Sebuah unggahan di media sosial beredar dengan klaim menyediakan tautan untuk mengecek status penerima Bantuan Subsidi Upah (BSU) BPJS Ketenagakerjaan. Unggahan tersebut muncul di Facebook pada 18 Desember 2025 dan disertai ajakan untuk mengecek status penerimaan dengan mengklik menu pendaftaran.
Dalam unggahan itu, terdapat poster yang menyebut nominal bantuan Rp 600.000 hingga Rp 900.000 serta klaim jutaan pekerja telah menerima bantuan. Tautan yang dibagikan mengarah ke alamat bsu3-tahapakhir2025.news-terkini.com dan membuka halaman berisi formulir digital yang meminta data pribadi, mulai dari nama hingga nomor Telegram.
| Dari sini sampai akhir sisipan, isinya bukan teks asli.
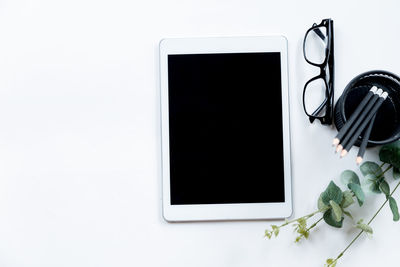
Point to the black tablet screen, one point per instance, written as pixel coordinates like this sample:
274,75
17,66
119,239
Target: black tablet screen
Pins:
225,128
Hasil penelusuran menunjukkan klaim tautan tersebut tidak benar. Mengacu pada pemberitaan Liputan6.com sebelumnya, Menteri Ketenagakerjaan Yassierli menepis kabar di media sosial mengenai pencairan BSU tahap kedua pada 2025. Dalam konferensi pers di Gedung Kementerian Ketenagakerjaan, Jakarta, pada 13 Oktober 2025, ia menyatakan pemerintah belum memiliki arahan atau kebijakan khusus terkait BSU tahap II. Ia juga menegaskan penyaluran BSU pada 2025 dilakukan sekali, yakni pada Juni dan Juli.
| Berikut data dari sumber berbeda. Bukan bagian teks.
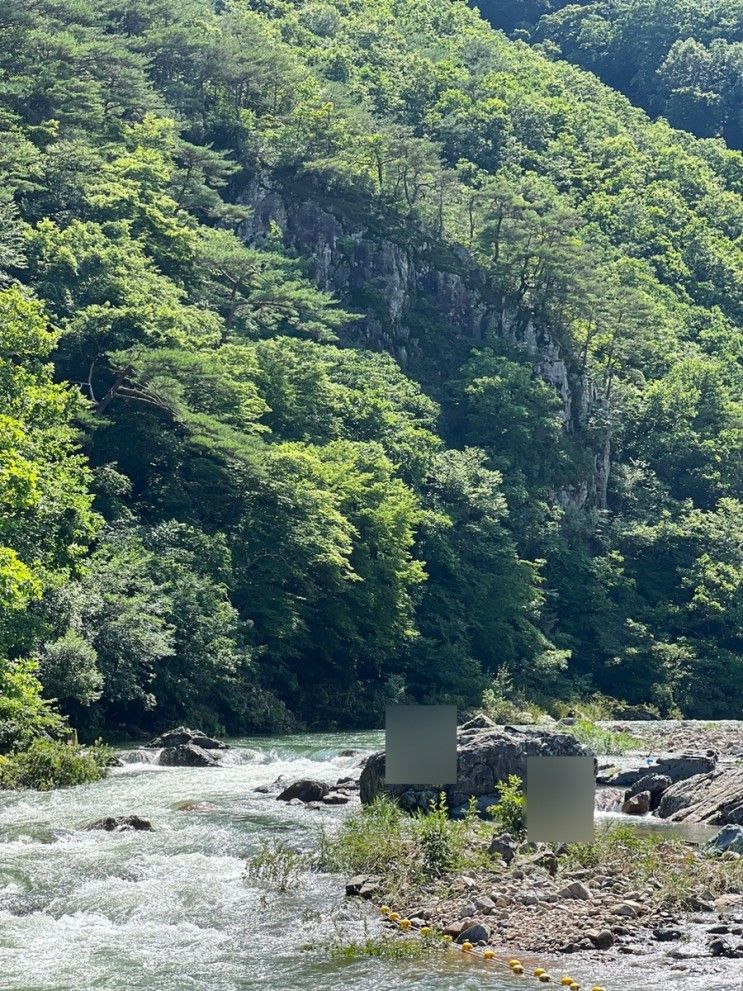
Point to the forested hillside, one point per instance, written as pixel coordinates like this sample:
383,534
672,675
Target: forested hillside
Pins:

Untuk mengecek status penerima BSU 2025, pekerja diminta menggunakan kanal resmi yang disediakan pemerintah. Salah satunya melalui situs resmi Kementerian Ketenagakerjaan di bsu.kemnaker.go.id dengan mendaftar akun (jika belum memiliki), lalu masuk dan memasukkan data diri. Alternatif lain adalah melalui aplikasi JMO (Jamsostek Mobile) atau situs BPJS Ketenagakerjaan dengan memasukkan Nomor Induk Kependudukan (NIK) dan data diri yang valid.
Dengan demikian, tautan yang beredar di media sosial dan mengarahkan pengguna ke formulir pengisian data pribadi tersebut bukanlah tautan resmi untuk mengecek status penerima BSU BPJS Ketenagakerjaan.